Monday, February 11, 2008

Grand Cru Wine Lounge: Wine Reviews

I love the diversity of wine, that it is made in so many different countries from so many different grapes. There is always something new or exotic to try, a new region or a new varietal. I sometimes feel like an explorer, never knowing what I might discover around the corner in some unexplored area.

So this year's Grand Cru Wine Lounge at the Boston Wine Expo was disappointing because it lacked true diversity. Nearly 90% of the wines were from California, France and Italy.
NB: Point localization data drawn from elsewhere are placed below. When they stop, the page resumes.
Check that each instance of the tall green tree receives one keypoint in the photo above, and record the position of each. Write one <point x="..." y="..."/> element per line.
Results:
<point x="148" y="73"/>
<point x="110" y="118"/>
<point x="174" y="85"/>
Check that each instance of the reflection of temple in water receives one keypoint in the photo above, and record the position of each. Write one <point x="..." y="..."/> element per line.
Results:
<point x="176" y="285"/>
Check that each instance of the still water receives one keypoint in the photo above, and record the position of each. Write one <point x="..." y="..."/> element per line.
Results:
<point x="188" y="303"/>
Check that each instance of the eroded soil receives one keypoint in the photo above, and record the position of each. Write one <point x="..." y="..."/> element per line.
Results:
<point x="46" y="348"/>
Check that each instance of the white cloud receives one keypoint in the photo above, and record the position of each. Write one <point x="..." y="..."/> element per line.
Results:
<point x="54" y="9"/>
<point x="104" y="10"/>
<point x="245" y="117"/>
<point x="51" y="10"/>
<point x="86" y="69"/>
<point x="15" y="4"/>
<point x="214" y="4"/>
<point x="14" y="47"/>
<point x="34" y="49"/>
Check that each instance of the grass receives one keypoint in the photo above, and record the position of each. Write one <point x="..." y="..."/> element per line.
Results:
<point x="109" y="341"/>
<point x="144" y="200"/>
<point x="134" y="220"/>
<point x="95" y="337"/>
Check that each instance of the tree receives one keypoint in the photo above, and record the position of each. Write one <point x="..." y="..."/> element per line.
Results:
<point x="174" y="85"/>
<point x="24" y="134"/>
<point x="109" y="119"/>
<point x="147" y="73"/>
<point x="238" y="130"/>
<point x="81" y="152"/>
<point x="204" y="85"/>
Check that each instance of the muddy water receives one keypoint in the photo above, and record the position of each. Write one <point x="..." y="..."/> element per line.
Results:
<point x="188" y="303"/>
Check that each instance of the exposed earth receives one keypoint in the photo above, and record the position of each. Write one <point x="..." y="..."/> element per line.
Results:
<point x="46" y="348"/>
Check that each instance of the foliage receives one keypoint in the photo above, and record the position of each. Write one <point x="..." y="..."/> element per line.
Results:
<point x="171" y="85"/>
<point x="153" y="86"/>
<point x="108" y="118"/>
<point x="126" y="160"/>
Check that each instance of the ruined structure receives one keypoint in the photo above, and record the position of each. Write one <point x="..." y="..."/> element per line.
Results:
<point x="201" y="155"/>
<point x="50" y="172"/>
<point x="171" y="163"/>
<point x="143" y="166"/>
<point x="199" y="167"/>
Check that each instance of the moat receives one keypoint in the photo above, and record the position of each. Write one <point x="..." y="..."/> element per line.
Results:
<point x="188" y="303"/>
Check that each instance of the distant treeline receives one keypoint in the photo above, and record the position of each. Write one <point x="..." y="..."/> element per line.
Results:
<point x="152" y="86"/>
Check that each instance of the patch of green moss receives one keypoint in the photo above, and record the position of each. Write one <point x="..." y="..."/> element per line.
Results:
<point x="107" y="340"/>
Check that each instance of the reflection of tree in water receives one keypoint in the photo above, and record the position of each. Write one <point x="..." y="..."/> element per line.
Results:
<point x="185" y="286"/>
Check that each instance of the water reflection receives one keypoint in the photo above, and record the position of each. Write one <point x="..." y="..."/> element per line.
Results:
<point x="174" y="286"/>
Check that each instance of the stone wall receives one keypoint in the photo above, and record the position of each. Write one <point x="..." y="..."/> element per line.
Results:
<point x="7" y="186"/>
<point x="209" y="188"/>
Of the other 10%, there was one from Germany, one from Australia, two from Chile, two from Portugal and maybe two others from the U.S. The variety in previous years has seemed much better so I don't know why this year was different.
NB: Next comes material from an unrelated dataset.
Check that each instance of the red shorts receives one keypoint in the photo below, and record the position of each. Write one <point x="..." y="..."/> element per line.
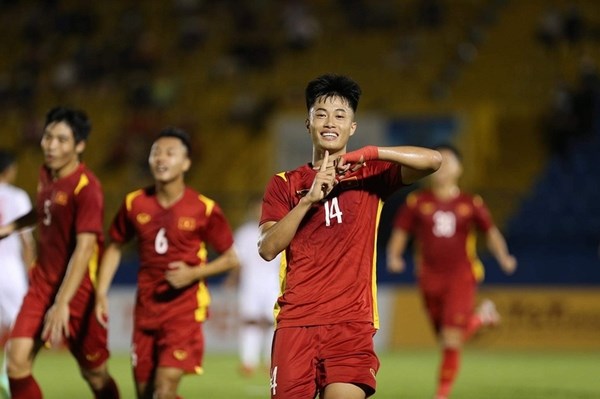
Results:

Of the wines I tasted, I generally favored the French Burgundies, especially the 1997 Bouchard Pere et Fils 'Enfant Jesus, the 2000 Comte Armand Close des Epeneaux and the 2002 Louis Latour Corton Grancey Grand Cru.
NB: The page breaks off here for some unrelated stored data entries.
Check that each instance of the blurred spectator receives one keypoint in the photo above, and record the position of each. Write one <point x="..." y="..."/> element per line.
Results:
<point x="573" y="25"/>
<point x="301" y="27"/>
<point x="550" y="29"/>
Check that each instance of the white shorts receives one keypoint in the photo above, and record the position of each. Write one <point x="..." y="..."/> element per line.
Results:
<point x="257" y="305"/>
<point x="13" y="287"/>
As a different wine, I enjoyed the 2003 August Kessler "Cuvee Max" Spatburgunder. This is a German Pinot Noir that retails for about $60. The Pinot is from Burgundy rootstock that is over 50 years old. It had an interesting mix of fruit and spice and definitely tasted very Burgundian in style. Yet it might have been a bit more intense than the average Burgundy. I will keep my eye out for more German Pinot Noirs in the future.

Another standout for me was the 1999 Paolo Scavino Carobric Barolo, a big, muscular Italian wine. Complex, lingering finish, excellent fruit, spice, leather and so much more.

Many of the other wines at the tasting were good, but not really memorable. I will have to scrutinize the tasting list more closely next year to determine whether I will attend the Grand Cru Wine Lounge again or not.